The dangers of stable/LTS/supported versions

Ubuntu 14.04 LTS is supported until April 2019 and ships poppler 0.24.5 http://packages.ubuntu.com/search?suite=trusty&searchon=names&keywords=libpoppler-dev

RHEL 7.3 ships poppler 0.26.5 (I may be wrong, https://git.centos.org/summary/?r=rpms/poppler is the best info i could find, Red Hat does not make easy to know what you're buying)

Debian stable (Jessie) ships poppler 0.26.5 https://packages.debian.org/search?suite=jessie&searchon=names&keywords=libpoppler-dev

Current release is poppler 0.49 https://poppler.freedesktop.org/releases.html

This means that people are running stable versions and thinking they are secure, but if we trust security specialists, [almost] every crash can be exploited, and I'm almost sure neither Ubuntu nor RedHat nor Debian have backported all of the crash fixes of the more than 20 releases and 2 years of development behind those *very old* versions they are shipping.

I don't know how/if this can be fixed, but i honestly think we're giving users a false sense of security by letting them run those versions.

No one "works" on Poppler

I thought that was obvious, but today someone thought that i was "working" as "paid working" on it.

No, I don't get paid for the work i do on Poppler.

It's my computing hobby, and on top of that it's not even my "primary" computing hobby, lots of KDE stuff take precedence over it, and i guess Gnome stuff may also take precedence for Carlos (second top commiter according to the git shortlog)

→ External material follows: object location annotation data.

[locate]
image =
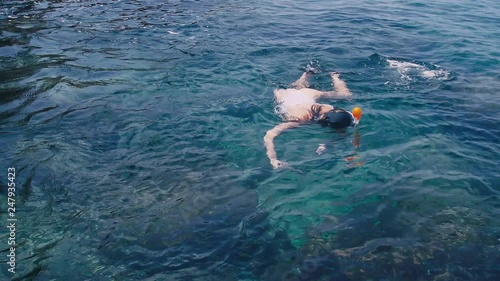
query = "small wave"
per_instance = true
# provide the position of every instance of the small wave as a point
(409, 70)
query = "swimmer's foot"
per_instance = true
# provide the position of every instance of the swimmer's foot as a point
(313, 67)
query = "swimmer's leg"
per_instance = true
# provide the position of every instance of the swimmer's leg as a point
(339, 86)
(301, 82)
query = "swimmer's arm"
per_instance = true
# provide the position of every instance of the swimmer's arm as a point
(269, 138)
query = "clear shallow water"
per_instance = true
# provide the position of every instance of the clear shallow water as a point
(136, 130)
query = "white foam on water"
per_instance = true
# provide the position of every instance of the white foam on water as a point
(409, 69)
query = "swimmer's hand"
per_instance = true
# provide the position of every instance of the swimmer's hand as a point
(278, 164)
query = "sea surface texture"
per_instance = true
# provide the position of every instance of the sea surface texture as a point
(136, 131)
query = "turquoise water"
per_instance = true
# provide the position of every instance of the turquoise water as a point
(136, 132)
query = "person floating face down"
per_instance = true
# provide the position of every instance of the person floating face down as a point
(298, 105)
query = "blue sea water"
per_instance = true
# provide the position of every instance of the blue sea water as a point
(135, 128)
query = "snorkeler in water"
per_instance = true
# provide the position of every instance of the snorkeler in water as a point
(298, 105)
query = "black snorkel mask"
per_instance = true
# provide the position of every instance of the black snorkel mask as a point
(337, 119)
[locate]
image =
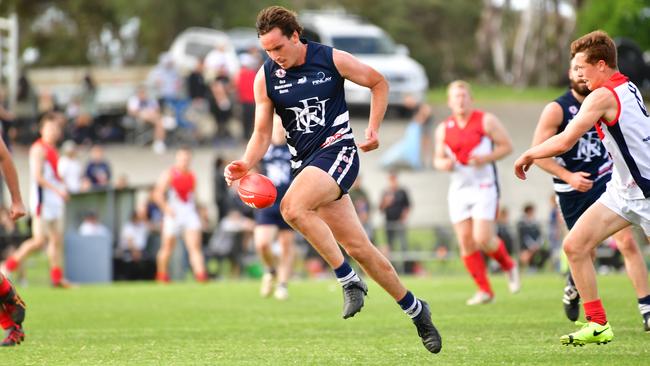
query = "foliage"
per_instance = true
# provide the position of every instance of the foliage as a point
(622, 18)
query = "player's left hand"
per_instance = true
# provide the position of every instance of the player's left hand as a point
(372, 141)
(16, 211)
(235, 171)
(522, 165)
(476, 160)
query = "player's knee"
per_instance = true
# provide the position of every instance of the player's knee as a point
(290, 212)
(574, 248)
(358, 248)
(627, 245)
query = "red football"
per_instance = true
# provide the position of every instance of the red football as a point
(257, 191)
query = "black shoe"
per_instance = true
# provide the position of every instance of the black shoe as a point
(15, 336)
(426, 330)
(571, 301)
(353, 293)
(14, 305)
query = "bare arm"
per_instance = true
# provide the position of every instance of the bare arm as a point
(261, 138)
(600, 103)
(547, 126)
(359, 73)
(499, 136)
(11, 177)
(441, 160)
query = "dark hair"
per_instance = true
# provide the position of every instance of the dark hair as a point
(597, 46)
(277, 17)
(50, 116)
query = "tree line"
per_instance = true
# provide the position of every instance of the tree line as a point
(483, 40)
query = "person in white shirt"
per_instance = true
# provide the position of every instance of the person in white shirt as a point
(146, 109)
(134, 236)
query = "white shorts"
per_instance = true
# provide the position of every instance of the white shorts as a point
(172, 226)
(479, 203)
(50, 206)
(42, 227)
(634, 211)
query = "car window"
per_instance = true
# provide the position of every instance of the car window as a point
(364, 45)
(198, 50)
(311, 35)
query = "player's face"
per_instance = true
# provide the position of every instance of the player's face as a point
(459, 100)
(281, 49)
(592, 74)
(577, 83)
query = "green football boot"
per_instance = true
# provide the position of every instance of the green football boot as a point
(589, 333)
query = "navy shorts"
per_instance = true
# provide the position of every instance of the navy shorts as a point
(341, 162)
(574, 204)
(271, 216)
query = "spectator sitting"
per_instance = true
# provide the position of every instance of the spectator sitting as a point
(98, 170)
(168, 85)
(69, 167)
(90, 226)
(131, 261)
(81, 129)
(154, 213)
(146, 110)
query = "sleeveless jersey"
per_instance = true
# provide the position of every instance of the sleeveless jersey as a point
(41, 196)
(627, 139)
(276, 165)
(587, 155)
(181, 190)
(311, 102)
(460, 144)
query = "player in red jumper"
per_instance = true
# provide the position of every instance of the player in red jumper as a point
(12, 307)
(468, 144)
(178, 184)
(47, 200)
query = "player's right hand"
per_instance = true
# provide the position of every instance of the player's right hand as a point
(580, 181)
(16, 211)
(235, 171)
(522, 165)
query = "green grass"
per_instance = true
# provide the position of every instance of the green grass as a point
(500, 93)
(227, 323)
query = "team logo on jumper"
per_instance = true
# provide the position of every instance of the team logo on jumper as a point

Aside a few paid contributions and some patches that may have come from people that use the software on their business (and we could file them under "paid" since they did the fix as part of their job) no one has a paid job that is mainly "work on poppler".

I guess we've done a good enough job as hobbyist :)

Obviously we could do better, so if you have lots of money and are interested in making free software PDF rendering beter please hire someone to help us (no, this is not me asking for money, I've a good enough job already).

And if you don't have money but you have some free time and like to help, join us :)

And if you really really have some free time or lots of money you could port Okular, Evince et al to pdfium and see if it's actually better/worse than poppler.